But is the problem as big as the association would have us believe? Yes and no. The hit on the Treasury is obvious and painful, but the effect on the brewers and distillers is less marked because much of the drink brought back on the Calais run is produced in the UK. Some smart operators have even reimported wines into France for the benefit of British shoppers.
The simplicity of the association's mathematics is also questionable. There is no accounting for the extra taxation from petrol or the extra corporation tax from the busy ferry operators and foreign exchange dealers.
It would, however, be wrong to dismiss the problem lightly. It can only grow in size, particularly given the extra incentive to travel when the inevitable price war breaks out among ferry operators after the Channel tunnel opens. And it will affect just about every type of retailing.

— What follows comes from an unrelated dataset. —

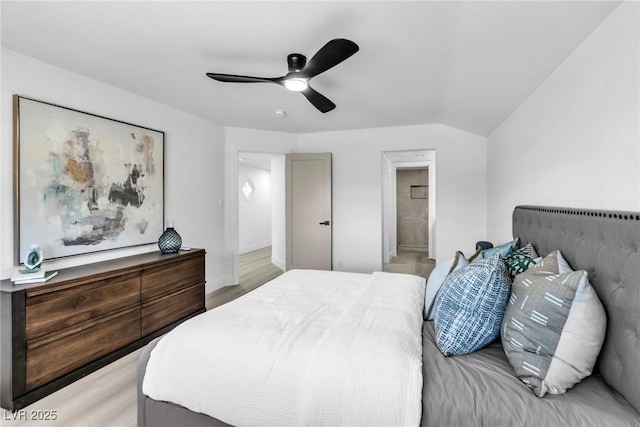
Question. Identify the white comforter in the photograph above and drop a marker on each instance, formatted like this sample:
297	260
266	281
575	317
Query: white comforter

Anecdotal evidence suggests that for every pounds 1 lost in excise revenue, the British shopper is spending an equal amount on other goods. This drain of sales abroad is more alarming.
It is a problem that Denmark, which had the added complication of a land border, addressed very quickly. The Danes curtailed cross-border shopping by cutting taxes but paid a high price for persuading people to buy at home. Excise revenue from drink has fallen about a third. The Danes must be hoping the krone holds up against other currencies, or nipping across the border might again become attractive.
There is really only one sound solution - harmonisation of excise taxes. While that is a long way off, the Government might like to question why the European Community forces it to levy high taxes on wine while Germany, Greece, Italy, Portugal and Spain do not.